Researchers at the Vanderbilt-Ingram Cancer Center and the Vanderbilt University School of Medicine have parsed the large and heterogeneous triple-negative breast cancer (TNBC) category of patients into 6 molecularly distinct subgroups. This may be an important step towards delineating these patients as specific genetic subtypes to channel them to appropriate targeted therapy trials.
Researchers at the Vanderbilt-Ingram Cancer Center and the Vanderbilt University School of Medicine have parsed the large and heterogeneous triple-negative breast cancer (TNBC) category of patients into six molecularly distinct subgroups. This may be an important step towards delineating these patients as specific genetic subtypes to channel them to appropriate targeted therapy trials. Defining these subgroups will facilitate drug discovery, clinical trial design, and novel biomarker identification. The research was published on July 1st in the Journal of Clinical Investigation.

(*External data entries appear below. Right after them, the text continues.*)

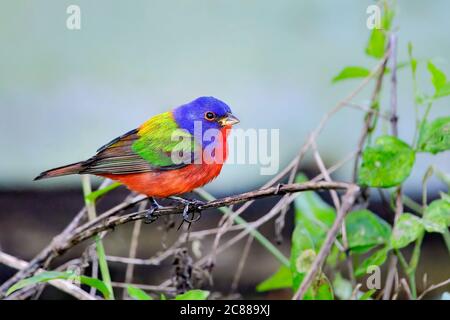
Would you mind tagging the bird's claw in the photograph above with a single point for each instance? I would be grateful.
(149, 217)
(190, 207)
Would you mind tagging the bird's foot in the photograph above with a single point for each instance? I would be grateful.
(279, 186)
(149, 217)
(190, 208)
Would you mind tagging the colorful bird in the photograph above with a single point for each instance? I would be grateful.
(170, 154)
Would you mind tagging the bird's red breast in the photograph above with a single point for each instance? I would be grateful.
(162, 184)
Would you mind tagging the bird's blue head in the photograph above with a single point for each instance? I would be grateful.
(210, 112)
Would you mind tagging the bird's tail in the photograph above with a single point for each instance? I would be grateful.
(61, 171)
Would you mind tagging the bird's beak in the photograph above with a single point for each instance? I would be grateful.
(228, 120)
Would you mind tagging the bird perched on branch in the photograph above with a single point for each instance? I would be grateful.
(170, 154)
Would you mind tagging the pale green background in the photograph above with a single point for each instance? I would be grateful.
(64, 93)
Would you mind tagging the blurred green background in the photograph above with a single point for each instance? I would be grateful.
(63, 93)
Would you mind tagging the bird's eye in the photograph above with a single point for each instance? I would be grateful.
(210, 115)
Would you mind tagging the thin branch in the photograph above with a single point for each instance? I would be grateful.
(347, 203)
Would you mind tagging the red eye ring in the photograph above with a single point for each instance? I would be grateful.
(210, 116)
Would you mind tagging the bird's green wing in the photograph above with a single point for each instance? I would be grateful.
(157, 145)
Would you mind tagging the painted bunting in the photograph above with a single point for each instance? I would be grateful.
(166, 156)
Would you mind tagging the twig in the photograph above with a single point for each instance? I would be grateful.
(434, 287)
(347, 203)
(240, 268)
(133, 248)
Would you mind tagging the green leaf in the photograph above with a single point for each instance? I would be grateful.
(93, 196)
(193, 295)
(314, 214)
(438, 77)
(351, 73)
(412, 59)
(138, 294)
(376, 259)
(322, 289)
(97, 284)
(367, 295)
(66, 275)
(407, 229)
(377, 44)
(443, 91)
(435, 136)
(279, 280)
(313, 218)
(388, 163)
(39, 278)
(366, 230)
(342, 287)
(436, 217)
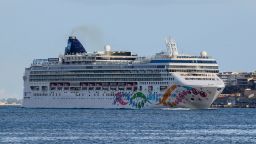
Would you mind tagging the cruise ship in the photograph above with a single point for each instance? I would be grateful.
(122, 79)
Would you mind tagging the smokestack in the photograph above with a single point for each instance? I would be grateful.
(74, 46)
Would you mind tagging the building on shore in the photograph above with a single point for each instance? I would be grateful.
(240, 90)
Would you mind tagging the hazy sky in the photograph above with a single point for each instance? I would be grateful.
(31, 29)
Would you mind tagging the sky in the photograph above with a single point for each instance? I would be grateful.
(31, 29)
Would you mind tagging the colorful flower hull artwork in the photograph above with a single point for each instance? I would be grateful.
(172, 96)
(176, 94)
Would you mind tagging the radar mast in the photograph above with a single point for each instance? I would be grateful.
(171, 47)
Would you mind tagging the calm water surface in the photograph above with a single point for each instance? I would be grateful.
(20, 125)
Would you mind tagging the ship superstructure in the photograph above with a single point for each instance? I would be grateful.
(121, 79)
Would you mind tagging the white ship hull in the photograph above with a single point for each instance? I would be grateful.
(121, 79)
(176, 97)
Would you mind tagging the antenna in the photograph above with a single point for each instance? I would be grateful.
(171, 47)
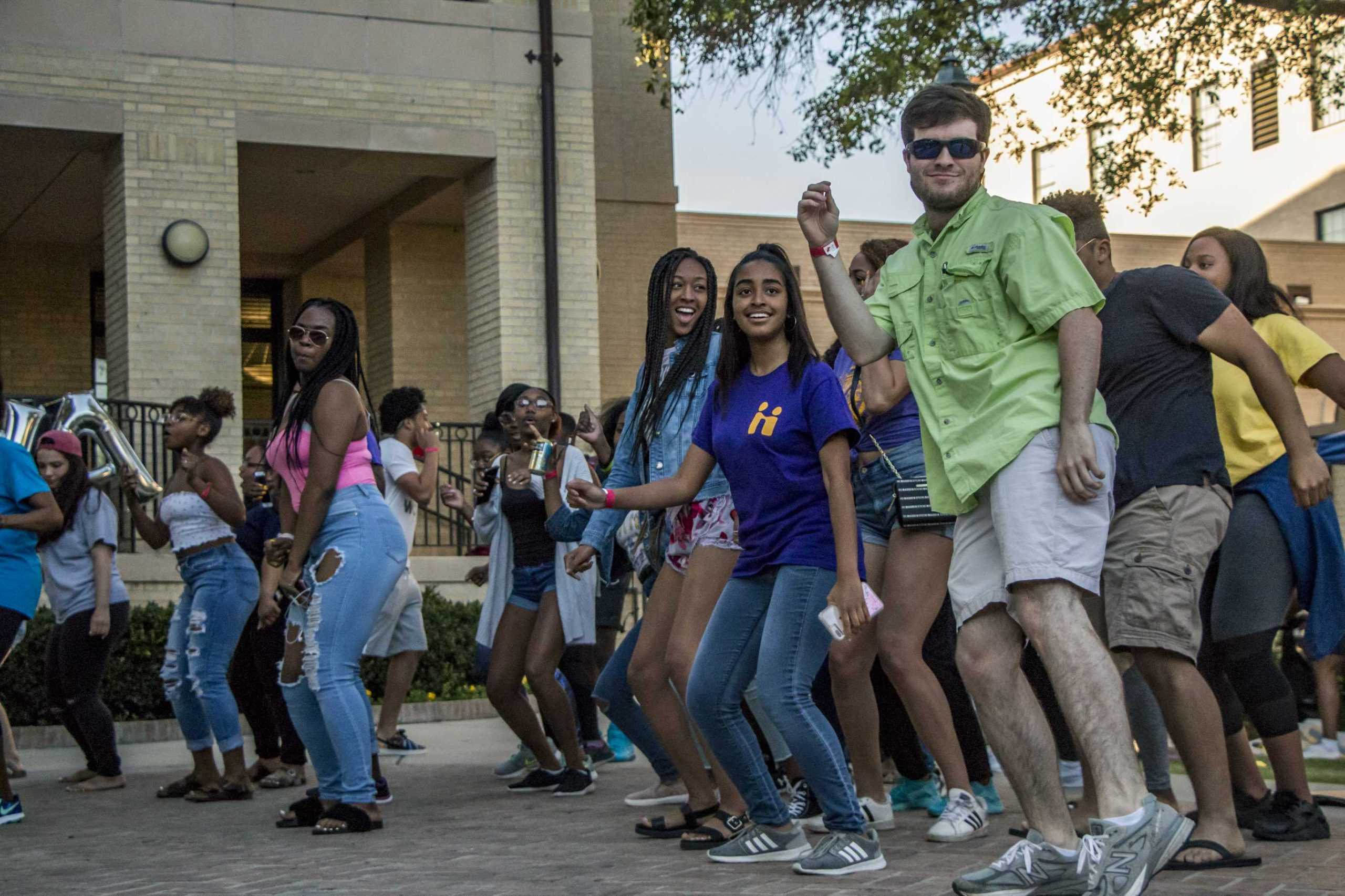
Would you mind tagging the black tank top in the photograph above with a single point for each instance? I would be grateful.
(526, 514)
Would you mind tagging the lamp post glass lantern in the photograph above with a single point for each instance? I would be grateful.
(185, 243)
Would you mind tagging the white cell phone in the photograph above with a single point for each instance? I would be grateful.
(832, 617)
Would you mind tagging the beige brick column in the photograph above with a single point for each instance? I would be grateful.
(172, 331)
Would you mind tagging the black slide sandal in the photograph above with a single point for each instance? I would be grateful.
(307, 811)
(715, 837)
(1226, 859)
(658, 828)
(356, 821)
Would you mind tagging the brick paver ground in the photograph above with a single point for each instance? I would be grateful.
(454, 830)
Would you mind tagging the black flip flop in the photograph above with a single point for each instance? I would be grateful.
(659, 829)
(356, 821)
(1226, 859)
(307, 811)
(715, 837)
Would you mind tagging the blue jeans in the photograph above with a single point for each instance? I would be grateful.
(328, 704)
(615, 691)
(220, 595)
(767, 627)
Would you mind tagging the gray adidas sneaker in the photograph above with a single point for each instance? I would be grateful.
(1132, 856)
(762, 844)
(1031, 867)
(844, 853)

Breast cancer (infiltrating ductal carcinoma of the breast); source: Wikimedia Commons user Itayba
The tumors of TNBC patients lack estrogen receptor (ER) and progesterone receptor (PR) expression and also lack amplification of the human epidermal growth factor receptor 2 (HER2). Finding appropriate targeted treatments for TNBC patients is impossible without further molecular characterization because the TNBC category describes only what genetic alterations these tumors are lacking. As the first author and Cancer Center Director Jennifer Pietenpol, PhD stated, the term "triple-negative breast cancer is just a definition of what [the cancer] isn't."
Yet this category makes up 10% to 20% of all breast cancer and generally affects younger patients. TNBC tumors tend to be larger and of higher grade and are more aggressive. TNBC patients have a poorer prognosis and a higher rate of recurrence.
"It's a pretty significant health problem from the standpoint that 11% of Caucasians, 17% of Hispanics, and 25% of African Americans have this type of breast cancer," said Pietenpol.
Study authors compiled the gene expression profiles from 21 breast cancer data sets. 587 TNBC cases out of 3247 breast cancers were identified and analyzed to identify genes that were either turned up (over-expressed) or turned down (silenced).
Six different TNBC subtypes were identified: two basal-like (BL1 and BL2), an immunomodulatory (IM), a mesenchymal (M), a mesenchymal stem–like (MSL), and a luminal androgen receptor (LAR) subtype. Importantly, these analyses allowed the researchers to identify cell line models that represent these subtypes. For example the M and MSL cell lines responded to a dual phosphatidylinositol-3-kinase (PI3K) and mammalian target of rapamycin (mTOR) inhibitor, NVP-BEZ235, and dasatinib. The PI3K-AKT-mTOR pathway is important for cellular metabolism and proliferation and is often mutated in a range of different cancers. BEZ235 is being developed by Novartis and is currently in phase I and II trials for solid tumors and also for advanced breast cancer. Dasatinib (Sprycel) is being evaluated in solid tumors, including metastatic breast cancer and non–small-cell lung cancer.
Patient survival was analyzed by each TNBC subtype: relapse-free survival was significantly decreased in the LAR subtype compared with the BL1 subtype and MSL subtype (P < .05). Interestingly, distant metastasis-free survival did not vary between different patient subtypes. Neither tumor size nor grade was significantly different among the six subtypes (P < .0001). However, the entire patient subset had variable durations of treatment as well as treatment type.
Follow-up research will need to validate these subtypes through further tumor characterization as well as utilization of cell line models. Further genomic analysis including DNA copy number, microRNA, and whole genomic sequencing will also aid identification of driver signaling pathways that are important in these tumors.
"In our opinion, the big breakthrough is just being able to say 'this isn't one disease,'" said Pietenpol. "This really is the first step in translating genomic information into personalizing therapy for women with a very difficult-to-treat breast cancer."